In 2003, Snow released WVLNT (or Wavelength For Those Who Don't Have the Time), a shorter (1/3 of the original time) and significantly altered version by overlaying multiple forms of the original film upon itself.

The screening of Wavelength in 1967 was, according to filmmaker Jonas Mekas, "a landmark event in cinema." Considered a canonical avant-garde film along with Léger and Murphy's Ballet mecanique (1924), Buñuel and Dalí's Un chien andalou (1929), Maya Deren's Meshes of the Afternoon (1943), Stan Brakhage's Mothlight (1963) and Kenneth Anger's Scorpio Rising (1964), Wavelength's 45-minute running time nevertheless contributes to a reputation for being a difficult work:

iven the film's durational strategy, we feel every minute of the time it takes to traverse the space of the loft to get to the infinite space of the photograph of waves—and the fade to white—at the film's end.
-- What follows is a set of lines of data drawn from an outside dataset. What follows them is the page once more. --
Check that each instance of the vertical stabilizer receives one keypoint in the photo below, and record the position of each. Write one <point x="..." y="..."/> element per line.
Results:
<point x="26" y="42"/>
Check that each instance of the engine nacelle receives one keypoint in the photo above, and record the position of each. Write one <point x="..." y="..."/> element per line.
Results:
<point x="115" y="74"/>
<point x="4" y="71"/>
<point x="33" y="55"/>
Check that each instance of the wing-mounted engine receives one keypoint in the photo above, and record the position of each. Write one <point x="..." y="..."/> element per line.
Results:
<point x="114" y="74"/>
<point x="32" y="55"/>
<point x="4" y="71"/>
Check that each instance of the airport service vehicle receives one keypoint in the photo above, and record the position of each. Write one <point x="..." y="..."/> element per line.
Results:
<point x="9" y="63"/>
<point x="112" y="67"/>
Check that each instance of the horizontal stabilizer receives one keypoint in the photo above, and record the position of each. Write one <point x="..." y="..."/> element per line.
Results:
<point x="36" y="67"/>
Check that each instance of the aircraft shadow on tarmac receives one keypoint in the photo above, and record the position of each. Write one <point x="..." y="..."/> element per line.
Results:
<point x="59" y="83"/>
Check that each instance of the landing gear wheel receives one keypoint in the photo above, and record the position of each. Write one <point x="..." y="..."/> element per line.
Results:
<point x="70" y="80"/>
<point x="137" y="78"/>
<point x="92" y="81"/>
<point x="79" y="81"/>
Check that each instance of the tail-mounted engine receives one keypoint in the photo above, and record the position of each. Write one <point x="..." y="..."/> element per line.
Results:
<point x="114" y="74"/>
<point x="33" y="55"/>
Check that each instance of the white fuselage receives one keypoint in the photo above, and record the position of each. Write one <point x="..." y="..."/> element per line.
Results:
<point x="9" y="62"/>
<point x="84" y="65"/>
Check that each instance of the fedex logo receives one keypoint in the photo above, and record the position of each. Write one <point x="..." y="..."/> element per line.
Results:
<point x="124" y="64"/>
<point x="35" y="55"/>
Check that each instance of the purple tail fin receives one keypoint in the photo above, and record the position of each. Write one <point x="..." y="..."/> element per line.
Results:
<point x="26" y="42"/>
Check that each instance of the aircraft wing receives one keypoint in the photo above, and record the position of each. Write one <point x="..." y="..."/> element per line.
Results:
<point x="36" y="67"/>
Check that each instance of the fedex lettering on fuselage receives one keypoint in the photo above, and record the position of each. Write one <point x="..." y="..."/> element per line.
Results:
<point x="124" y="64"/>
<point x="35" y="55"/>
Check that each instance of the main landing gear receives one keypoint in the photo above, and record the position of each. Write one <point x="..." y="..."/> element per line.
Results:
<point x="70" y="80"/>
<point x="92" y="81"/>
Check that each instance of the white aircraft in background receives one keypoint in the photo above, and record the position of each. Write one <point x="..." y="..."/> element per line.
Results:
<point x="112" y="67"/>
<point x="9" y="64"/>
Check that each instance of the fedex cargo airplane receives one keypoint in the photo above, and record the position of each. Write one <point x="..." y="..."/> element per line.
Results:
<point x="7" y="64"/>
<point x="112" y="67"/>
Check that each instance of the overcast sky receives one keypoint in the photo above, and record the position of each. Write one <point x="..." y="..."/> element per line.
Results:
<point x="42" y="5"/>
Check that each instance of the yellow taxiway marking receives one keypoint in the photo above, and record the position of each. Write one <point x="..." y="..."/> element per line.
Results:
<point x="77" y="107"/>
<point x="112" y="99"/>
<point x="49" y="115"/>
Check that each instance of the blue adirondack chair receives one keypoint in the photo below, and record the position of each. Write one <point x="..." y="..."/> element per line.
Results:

The film inspires as much boredom and frustration as intrigue and epiphany...".

The film won the Grand Prix at the 1967 Knokke Experimental Film Festival, Knokke, Belgium. and in a 1968 Film Quarterly review, Jud Yalkut describes Wavelength as "at once one of the simplest and one of the most complex films ever conceived." In a 1968 L.A. Free Press review of the film, Gene Youngblood describes Wavelength as "without precedent in the purity of its confrontation with the essence of cinema: the relationships between illusion and fact, space and time, subject and object. It is the first post-Warhol, post-Minimal movie; one of the few films to engage those higher conceptual orders which occupy modern painting and sculpture. It has rightly been described as a ‘'triumph of contemplative cinema.'"

Wavelength ranked 102nd in the 2012 Sight & Sound critics' poll of the greatest films ever made, and also received three directors' votes.